VaudLa loi sur la mendicité est aujourd’hui «inapplicable»
La Cour européenne des droits de l’homme vient d’épingler la pratique genevoise. Par effet boule de neige, la législation vaudoise devra certainement s’adapter.

Une mendiante à la rue Saint-François, à Lausanne.
Sous sa forme actuelle, la loi vaudoise sur l’interdiction de la mendicité vit très probablement ses derniers mois. Un récent arrêt de la Cour européenne des droits de l’homme (CEDH), qui a désavoué une décision genevoise d’incarcérer une mendiante pour ne pas avoir payé son amende, va fatalement changer la donne de ce côté-ci de la Versoix, estiment une majorité des députés du Canton de Vaud. Les deux réglementations cantonales sont semblables et la décision prise à Strasbourg (F) vise la Suisse, notent les élus: elle fera donc jurisprudence et sera sans doute invoquée à chaque recours contre une sanction qui vise un mendiant.
Tendre la main, oui, mais…
«Je suis agacé de ces juges étrangers qui nous obligent à modifier nos lois alors que chez nous, c’est le peuple qui décide. J’aurais préféré le statu quo, mais ce sera trop compliqué, avoue le chef du groupe UDC, Philippe Jobin. Il va falloir modifier notre législation. Certaines zones pourraient ainsi être ouvertes aux mendiants, d’autres pas.» Son collègue PLR et avocat Marc-Olivier Buffat estime pour sa part que «l’arrêt de la Cour n’indique nulle part que l’interdiction totale de la mendicité est contraire à la Convention européenne des droits de l’homme. C’est la sanction genevoise qui a été critiquée. La loi n’a donc pas à être supprimée. Elle peut être aménagée, et appliquée avec bon sens comme Vaud le fait maintenant.»

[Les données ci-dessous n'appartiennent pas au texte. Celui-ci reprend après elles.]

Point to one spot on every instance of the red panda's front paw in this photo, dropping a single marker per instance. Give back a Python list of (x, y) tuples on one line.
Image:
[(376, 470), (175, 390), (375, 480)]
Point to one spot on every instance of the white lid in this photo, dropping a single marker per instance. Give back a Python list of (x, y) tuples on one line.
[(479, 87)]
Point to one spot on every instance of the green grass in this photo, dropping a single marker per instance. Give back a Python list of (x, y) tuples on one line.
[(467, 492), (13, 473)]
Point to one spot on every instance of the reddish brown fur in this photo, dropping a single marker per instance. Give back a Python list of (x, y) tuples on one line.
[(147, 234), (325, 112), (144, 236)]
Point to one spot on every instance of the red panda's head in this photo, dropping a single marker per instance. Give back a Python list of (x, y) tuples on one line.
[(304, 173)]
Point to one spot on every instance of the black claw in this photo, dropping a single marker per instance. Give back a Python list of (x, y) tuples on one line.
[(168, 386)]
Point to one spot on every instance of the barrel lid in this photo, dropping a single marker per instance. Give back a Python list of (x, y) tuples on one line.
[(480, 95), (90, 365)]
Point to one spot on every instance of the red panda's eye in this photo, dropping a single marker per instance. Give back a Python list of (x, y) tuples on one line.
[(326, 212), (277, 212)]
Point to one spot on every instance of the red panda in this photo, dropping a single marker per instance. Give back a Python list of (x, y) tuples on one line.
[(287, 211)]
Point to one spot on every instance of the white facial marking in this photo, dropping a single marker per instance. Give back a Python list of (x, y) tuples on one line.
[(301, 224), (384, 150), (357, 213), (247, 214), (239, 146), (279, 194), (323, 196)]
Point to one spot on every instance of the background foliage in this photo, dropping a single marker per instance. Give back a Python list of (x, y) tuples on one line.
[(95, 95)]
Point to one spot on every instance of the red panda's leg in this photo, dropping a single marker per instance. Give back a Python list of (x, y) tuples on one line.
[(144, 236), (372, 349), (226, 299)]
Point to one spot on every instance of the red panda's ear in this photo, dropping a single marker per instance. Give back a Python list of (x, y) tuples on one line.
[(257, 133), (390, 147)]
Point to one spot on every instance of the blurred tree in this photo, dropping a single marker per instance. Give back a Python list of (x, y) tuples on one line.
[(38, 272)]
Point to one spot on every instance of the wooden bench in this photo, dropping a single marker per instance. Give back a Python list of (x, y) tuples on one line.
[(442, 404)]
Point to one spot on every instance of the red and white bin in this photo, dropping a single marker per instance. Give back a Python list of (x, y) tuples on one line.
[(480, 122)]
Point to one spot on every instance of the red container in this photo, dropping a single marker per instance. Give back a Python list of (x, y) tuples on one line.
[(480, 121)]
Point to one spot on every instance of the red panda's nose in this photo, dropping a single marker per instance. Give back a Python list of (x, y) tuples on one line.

Pas d’accord, rétorque le socialiste Jean Tschopp: «Le verdict de la CEDH rend la législation vaudoise inapplicable. Prohiber tout en sanctionnant d’une amende convertible en peine ferme ceux qui font la manche contrevient à la Convention européenne des droits de l’homme.» De la parole aux actes, il n’y a qu’un pas, déjà franchi par le Vert Raphaël Mahaim. Dans une motion en cours de dépôt, il demande l’abrogation de l’article sur l’interdiction absolue de la mendicité. «Ensuite, ce sera aux politiques d’agir et de décider où placer le curseur, avec par exemple des restrictions à la mendicité lorsqu’elle est exercée par ou avec des enfants.»
Plusieurs options à Genève
Le 19 janvier dernier, la Cour européenne des droits de l’homme a condamné la Suisse pour une lourde amende délivrée à une mendiante roumaine, à Genève. Incapable de payer, la femme avait alors écopé de 5 jours de prison. Une sanction disproportionnée, selon Strasbourg. Dans la foulée, le procureur général genevois, Olivier Jornot, a suspendu l’application de la loi et estimé que le pouvoir politique devait déterminer s’il fallait l’abroger ou la modifier. Dans la «Tribune de Genève», certains, comme le MCG, ont prôné le statu quo, accusant les juges européens d’ingérence dans des affaires locales. La droite a plaidé pour un aménagement, en limitant la répression à des zones ou des situations précises (mendicité agressive, mendicité avec ou par des enfants, etc.). La gauche veut supprimer la loi, jugée inefficace.